Non è che Makoto credesse ad ogni frottola che le veniva raccontata, anzi. Non era una credulona, perché aveva imparato sulla propria pelle che fidarsi è bene e non fidarsi è meglio, dato che suo padre e sua madre non avevano avuto il tempo di insegnarglielo.
Ma se c'era una cosa che la morte prematura dei suoi genitori l'aveva resa in grado di fare, era stato non dimenticare la bambina che era stata. Chiudendo gli occhi, riusciva a ricordare perfettamente quel periodo in cui aveva imparato che la parola "orfana" non si trovava soltanto nei libri, ed era come se il tempo agisse su di lei e dentro di lei: anche se all'esterno appariva come la donna alta e forte che era diventata, dentro poteva sentirsi ancora la bambina sola e sperduta che era stata. E che riconosceva un suo simile, quando lo vedeva.

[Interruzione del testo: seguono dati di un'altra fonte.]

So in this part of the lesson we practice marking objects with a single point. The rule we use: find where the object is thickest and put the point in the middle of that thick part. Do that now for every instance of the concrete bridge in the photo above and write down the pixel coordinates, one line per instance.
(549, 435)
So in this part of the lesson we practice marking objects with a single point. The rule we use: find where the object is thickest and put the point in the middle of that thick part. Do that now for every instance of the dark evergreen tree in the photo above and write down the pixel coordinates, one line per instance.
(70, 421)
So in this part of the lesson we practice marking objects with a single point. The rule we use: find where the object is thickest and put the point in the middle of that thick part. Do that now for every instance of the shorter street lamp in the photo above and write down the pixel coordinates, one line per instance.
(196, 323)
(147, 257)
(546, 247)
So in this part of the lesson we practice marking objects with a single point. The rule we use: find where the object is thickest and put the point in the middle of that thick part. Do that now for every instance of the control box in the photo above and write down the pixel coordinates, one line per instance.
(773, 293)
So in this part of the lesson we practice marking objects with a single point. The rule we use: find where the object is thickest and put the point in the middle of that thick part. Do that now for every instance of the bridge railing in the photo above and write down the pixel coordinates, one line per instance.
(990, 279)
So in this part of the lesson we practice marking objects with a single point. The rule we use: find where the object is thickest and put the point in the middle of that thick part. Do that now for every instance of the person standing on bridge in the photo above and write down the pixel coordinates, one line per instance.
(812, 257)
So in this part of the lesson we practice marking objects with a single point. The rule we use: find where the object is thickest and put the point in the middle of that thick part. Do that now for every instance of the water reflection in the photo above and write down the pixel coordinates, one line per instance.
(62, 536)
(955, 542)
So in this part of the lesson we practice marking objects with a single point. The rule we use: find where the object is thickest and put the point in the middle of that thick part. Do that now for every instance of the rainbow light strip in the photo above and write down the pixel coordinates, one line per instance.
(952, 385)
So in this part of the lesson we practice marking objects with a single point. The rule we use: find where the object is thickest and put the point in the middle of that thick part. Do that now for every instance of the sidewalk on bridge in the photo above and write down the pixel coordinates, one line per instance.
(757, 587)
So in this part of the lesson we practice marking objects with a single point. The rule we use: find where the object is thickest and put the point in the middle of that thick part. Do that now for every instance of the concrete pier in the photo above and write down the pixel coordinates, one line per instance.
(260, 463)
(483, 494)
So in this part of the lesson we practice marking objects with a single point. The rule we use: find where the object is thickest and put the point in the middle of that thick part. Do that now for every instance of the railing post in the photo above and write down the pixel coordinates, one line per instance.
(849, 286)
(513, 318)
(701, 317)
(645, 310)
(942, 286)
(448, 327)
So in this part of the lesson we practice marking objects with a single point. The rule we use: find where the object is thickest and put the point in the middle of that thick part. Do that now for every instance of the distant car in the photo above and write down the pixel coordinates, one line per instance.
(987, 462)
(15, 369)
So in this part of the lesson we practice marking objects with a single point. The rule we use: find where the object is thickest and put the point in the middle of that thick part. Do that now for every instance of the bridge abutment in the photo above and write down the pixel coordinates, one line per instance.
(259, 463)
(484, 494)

Mentre seguiva Chibiusa su per la scala che portava al piano superiore, e poi in soffitta, si rese conto che da un giorno all'altro quella piccola sempre allegra era diventata proprio come lei era stata una volta. E per quanto ciò che le aveva chiesto suonasse assurdo, la bambina dentro di sé stava intimando a Makoto di crederle e aiutarla, per quanto le fosse possibile.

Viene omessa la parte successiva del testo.